ヨーグルト考

 ヨーグルトを自宅で作り続けてかれこれ3年になりました。良く耳にするカ○ピ海ではありません。知人に頂いた名も無い謎のヨーグルトです。この菌は大変取り扱い易くヨーグルトメーカーなどに頼らなくても一年中室温で育てる事ができるんです。

◆育てやすい菌と育て難い菌

 当たり前かも知れないのですがヨーグルトを作り始めて知ったことは、牛乳にヨーグルトを混ぜると菌が育って全部ヨーグルトになると言う事です。そんな当たり前なことに気が付き市販ヨーグルトを自分で増やしたくなりました。
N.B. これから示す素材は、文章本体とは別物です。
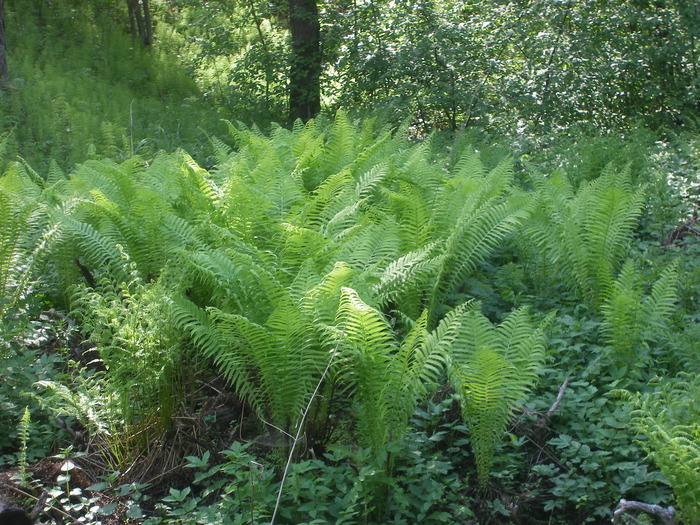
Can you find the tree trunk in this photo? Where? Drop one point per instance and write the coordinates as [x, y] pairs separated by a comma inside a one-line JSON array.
[[305, 63], [140, 21], [4, 77], [148, 30]]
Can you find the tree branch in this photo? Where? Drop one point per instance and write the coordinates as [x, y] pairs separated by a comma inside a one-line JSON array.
[[625, 507]]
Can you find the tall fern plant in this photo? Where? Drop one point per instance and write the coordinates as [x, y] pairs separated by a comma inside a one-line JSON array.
[[491, 369], [633, 320], [667, 420], [24, 229], [584, 234]]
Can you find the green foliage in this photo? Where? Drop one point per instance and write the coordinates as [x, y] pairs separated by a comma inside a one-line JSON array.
[[79, 88], [668, 420], [585, 233], [631, 320], [491, 369]]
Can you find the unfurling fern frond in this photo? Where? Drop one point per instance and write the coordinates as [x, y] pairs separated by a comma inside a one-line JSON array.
[[491, 369]]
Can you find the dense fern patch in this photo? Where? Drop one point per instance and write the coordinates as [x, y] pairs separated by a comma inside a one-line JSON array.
[[334, 279]]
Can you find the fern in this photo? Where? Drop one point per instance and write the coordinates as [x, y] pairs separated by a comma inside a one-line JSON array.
[[586, 233], [632, 320], [668, 420], [491, 368]]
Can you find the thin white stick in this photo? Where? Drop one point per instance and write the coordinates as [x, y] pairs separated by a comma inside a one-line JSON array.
[[301, 426], [131, 126]]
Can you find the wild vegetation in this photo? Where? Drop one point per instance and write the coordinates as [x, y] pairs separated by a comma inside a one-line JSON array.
[[464, 292]]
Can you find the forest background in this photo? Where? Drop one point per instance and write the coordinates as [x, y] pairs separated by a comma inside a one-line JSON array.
[[350, 262]]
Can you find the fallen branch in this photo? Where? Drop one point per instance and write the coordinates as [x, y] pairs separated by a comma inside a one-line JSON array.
[[633, 507]]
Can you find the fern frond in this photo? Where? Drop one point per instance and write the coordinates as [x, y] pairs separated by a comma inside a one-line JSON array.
[[660, 304], [491, 368]]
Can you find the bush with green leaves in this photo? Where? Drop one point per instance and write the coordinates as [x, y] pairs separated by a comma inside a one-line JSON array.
[[667, 422]]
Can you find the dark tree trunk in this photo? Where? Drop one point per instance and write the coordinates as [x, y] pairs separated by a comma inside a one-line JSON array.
[[140, 21], [4, 78], [305, 63], [148, 32]]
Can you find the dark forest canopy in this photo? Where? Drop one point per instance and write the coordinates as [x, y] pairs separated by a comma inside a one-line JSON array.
[[448, 63]]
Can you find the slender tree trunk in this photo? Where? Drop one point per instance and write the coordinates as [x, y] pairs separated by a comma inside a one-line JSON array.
[[132, 18], [148, 30], [140, 21], [305, 64], [4, 78]]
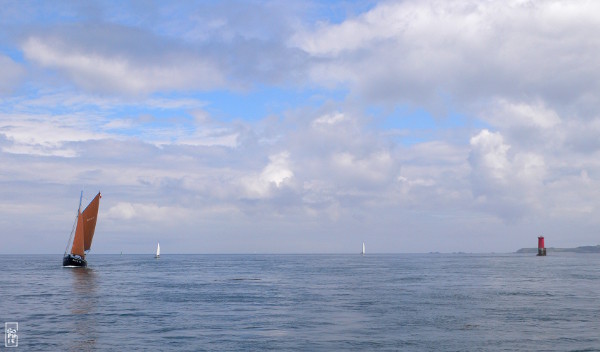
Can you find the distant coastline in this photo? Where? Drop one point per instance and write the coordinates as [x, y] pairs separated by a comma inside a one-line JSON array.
[[582, 249]]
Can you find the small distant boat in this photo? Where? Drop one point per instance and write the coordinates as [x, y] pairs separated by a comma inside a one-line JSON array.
[[82, 233]]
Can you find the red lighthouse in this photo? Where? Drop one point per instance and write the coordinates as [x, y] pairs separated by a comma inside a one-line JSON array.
[[541, 246]]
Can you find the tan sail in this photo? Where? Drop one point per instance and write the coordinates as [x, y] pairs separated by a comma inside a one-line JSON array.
[[78, 239], [90, 214]]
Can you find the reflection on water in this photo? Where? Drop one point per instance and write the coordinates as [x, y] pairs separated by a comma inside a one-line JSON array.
[[83, 309]]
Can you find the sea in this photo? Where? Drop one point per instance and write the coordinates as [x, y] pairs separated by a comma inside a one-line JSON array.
[[338, 302]]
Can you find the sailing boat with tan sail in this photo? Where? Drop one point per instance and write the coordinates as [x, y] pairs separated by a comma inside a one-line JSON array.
[[82, 233]]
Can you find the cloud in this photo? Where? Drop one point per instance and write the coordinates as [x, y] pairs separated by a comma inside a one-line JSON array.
[[436, 52], [11, 74], [273, 176], [122, 60], [508, 184]]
 たまたま北海道のお土産にと思い買った飲むヨーグルトの味が良く、また菌が生きているなどと表記されいます。早速牛乳に入れてみるとヨーグルトができました。気をよくして後日大量生産しようとしたのですが失敗です。温度と時間が非常に微妙で、ころあいの良いときにすかさず冷蔵庫にしまわないと、たちまちヨーグルトと乳清が完全に分離してしまい不味いチーズになってしまうんです。このヨーグルトとはしばらく格闘して3回に2回程度成功するようになりました。温度を保てる設備もありませんからこのヨーグルトは出来上がるまで目が離せません。とっても手間がかかるので飼育は断念しました。
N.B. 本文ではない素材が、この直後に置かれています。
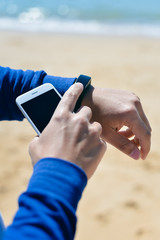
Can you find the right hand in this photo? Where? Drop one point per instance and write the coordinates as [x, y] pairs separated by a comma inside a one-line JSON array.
[[71, 136]]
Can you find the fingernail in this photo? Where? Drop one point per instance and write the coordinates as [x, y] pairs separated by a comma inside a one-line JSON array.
[[135, 154]]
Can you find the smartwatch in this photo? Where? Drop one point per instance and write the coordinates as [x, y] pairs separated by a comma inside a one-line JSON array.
[[86, 81]]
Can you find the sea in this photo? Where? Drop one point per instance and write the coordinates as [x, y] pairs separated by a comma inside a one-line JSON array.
[[93, 17]]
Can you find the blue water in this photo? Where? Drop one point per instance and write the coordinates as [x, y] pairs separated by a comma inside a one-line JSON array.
[[120, 17]]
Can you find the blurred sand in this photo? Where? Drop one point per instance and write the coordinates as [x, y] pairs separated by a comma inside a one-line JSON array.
[[122, 200]]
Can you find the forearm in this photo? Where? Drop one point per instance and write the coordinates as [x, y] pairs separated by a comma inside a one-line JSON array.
[[47, 209], [16, 82]]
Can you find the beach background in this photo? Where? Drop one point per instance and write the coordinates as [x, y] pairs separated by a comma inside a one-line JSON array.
[[118, 44]]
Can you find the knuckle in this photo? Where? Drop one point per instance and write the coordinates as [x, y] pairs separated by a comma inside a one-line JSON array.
[[61, 114], [81, 121]]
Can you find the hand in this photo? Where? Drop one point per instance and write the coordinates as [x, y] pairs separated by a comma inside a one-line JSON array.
[[115, 109], [71, 136]]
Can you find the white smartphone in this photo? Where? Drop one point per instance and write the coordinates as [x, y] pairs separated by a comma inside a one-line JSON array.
[[38, 105]]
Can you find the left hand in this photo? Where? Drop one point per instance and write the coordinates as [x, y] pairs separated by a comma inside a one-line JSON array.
[[114, 109]]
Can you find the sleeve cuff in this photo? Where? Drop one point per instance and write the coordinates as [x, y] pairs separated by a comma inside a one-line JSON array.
[[62, 178]]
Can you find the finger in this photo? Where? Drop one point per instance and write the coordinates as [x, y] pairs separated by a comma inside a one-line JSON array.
[[123, 144], [143, 116], [126, 133], [32, 144], [143, 135], [70, 97], [85, 112], [97, 128]]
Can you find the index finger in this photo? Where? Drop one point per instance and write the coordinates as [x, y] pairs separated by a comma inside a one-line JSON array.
[[70, 97]]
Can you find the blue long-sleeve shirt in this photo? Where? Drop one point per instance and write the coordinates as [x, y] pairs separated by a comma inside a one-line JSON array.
[[47, 210]]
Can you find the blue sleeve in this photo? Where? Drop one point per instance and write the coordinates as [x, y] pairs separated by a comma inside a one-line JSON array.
[[47, 210], [16, 82]]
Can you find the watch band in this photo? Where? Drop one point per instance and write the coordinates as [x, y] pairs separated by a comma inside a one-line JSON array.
[[86, 81]]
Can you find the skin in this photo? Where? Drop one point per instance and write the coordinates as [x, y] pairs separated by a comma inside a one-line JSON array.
[[71, 136], [114, 109]]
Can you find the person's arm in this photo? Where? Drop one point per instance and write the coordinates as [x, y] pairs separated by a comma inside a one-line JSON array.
[[47, 210], [115, 109], [16, 82]]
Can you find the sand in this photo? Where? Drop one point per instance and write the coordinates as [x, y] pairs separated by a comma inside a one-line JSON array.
[[122, 200]]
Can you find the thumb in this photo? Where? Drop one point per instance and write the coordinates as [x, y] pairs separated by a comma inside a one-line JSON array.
[[32, 150], [123, 144]]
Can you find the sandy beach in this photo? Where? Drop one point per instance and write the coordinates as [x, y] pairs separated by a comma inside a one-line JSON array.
[[122, 200]]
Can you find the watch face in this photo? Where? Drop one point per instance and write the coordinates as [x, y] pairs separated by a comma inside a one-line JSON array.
[[85, 80]]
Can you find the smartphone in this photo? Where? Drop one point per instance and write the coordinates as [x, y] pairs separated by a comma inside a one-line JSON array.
[[38, 105]]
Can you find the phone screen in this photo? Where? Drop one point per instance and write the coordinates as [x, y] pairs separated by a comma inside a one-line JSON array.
[[41, 108]]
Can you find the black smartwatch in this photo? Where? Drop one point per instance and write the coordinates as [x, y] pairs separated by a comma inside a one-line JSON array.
[[86, 81]]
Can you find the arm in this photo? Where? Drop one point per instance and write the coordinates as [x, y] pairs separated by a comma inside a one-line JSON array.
[[15, 82], [114, 109], [47, 209]]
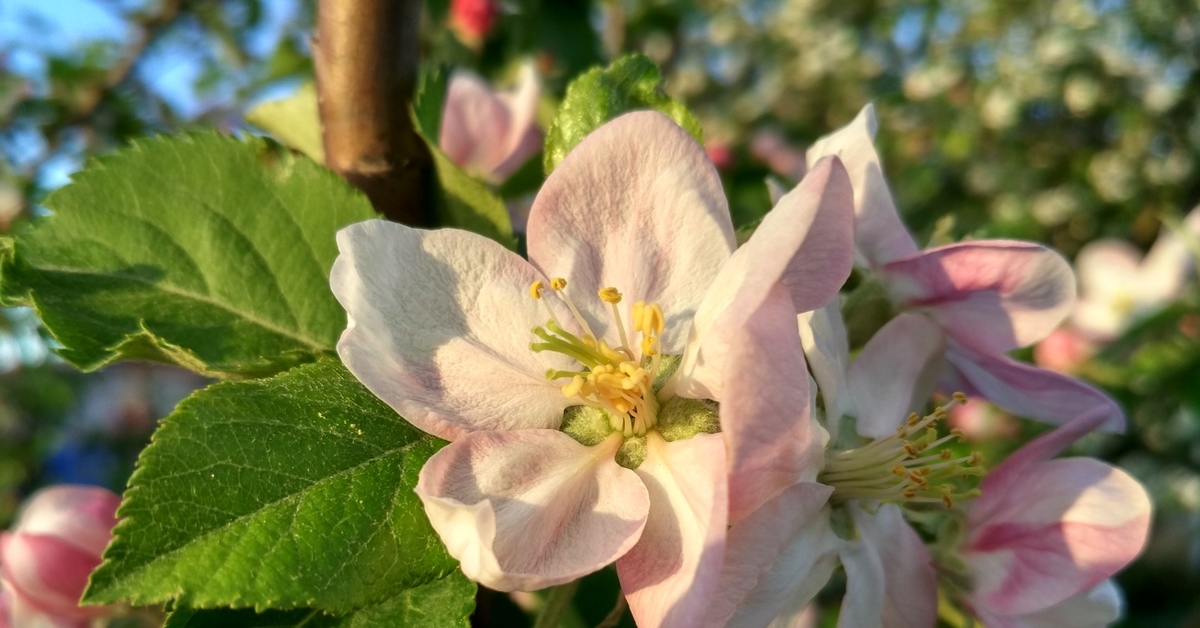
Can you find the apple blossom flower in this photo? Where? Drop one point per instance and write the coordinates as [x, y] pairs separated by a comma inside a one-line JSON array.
[[988, 297], [589, 440], [471, 21], [491, 133], [1117, 285], [781, 554], [1047, 534], [1063, 351], [45, 561]]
 こんな経験をして菌にも個性があって、味も育ち方も全然異なるという当たり前なことがよく分かりました。改めて名も無い菌を大切しようと思った次第です。

◆大切な菌を守るために

 作ったヨーグルトは全部食べずに次回のために少し残します。残した分は種となって牛乳を加える事で新たなヨーグルトになる訳ですが、もしも、とても暑い日などに冷蔵庫にしまうのを忘れて放置してしまったら黄色く変色してダメになってしまうこともあります。菌を絶やさないためには何らかのフェイルセーフを考えないといけません。
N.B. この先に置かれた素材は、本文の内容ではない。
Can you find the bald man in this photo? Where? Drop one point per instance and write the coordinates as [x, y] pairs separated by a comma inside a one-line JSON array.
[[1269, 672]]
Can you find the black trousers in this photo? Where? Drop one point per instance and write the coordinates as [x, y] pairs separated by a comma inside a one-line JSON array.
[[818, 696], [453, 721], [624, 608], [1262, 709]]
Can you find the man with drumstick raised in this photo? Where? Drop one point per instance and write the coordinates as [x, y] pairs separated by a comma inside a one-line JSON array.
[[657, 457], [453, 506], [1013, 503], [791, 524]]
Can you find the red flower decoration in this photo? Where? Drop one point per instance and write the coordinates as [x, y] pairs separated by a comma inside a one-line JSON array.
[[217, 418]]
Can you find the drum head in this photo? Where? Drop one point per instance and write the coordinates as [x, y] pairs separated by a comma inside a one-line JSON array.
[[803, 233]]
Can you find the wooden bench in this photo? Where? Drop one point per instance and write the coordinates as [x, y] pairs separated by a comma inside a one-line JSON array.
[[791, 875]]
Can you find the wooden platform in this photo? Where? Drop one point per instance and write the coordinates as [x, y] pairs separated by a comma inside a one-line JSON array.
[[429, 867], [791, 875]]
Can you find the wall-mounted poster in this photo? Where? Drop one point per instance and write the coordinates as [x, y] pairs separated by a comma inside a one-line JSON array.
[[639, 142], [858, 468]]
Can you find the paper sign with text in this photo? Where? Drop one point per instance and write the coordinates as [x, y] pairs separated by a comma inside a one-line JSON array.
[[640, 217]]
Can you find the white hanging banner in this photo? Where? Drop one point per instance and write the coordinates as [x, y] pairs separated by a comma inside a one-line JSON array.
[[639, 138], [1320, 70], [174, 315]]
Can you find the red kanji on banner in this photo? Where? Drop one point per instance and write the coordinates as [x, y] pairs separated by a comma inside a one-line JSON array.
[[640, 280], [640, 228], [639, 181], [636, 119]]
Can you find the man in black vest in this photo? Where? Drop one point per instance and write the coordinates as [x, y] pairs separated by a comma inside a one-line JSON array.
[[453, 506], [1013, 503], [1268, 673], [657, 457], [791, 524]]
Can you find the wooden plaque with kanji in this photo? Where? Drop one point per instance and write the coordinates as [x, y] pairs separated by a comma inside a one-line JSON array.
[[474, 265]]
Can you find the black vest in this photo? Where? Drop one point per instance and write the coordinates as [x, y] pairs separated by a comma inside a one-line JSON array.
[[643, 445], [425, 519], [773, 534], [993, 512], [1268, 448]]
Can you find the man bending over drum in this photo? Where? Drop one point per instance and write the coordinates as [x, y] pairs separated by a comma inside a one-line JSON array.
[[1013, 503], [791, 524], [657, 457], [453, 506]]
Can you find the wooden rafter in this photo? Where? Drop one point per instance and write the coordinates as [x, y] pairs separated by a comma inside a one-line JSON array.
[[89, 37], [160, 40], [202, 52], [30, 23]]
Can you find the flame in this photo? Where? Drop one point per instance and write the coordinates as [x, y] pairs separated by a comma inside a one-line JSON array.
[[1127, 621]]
 そこで、冷凍保存実験をすることにしました。約10cc程度のヨーグルトを一ヶ月冷凍庫で保存して種として使えるかを実験しました。見事成功です。更に長期間の保存実験も敢行中です。

◆基本的なこと

 ヨーグルトは密閉環境では育ちません。牛乳200ccにヨーグルトを50cc程度入れ、蓋の開いた容器にホコリや虫などが入らないように布巾やティッシュをかけて通気を確保します。菌の種類にもよりますが、ぬるま湯程度の温度で数時間おくと牛乳に変化が現れます。全体的にプルンプルンするようになったら蓋を閉めて冷蔵庫にしまいます。興味のある方は市販のヨーグルトで実験してみると面白いですよ。必ずしも成功するとは限らないところも面白さの一つではないでしょうか。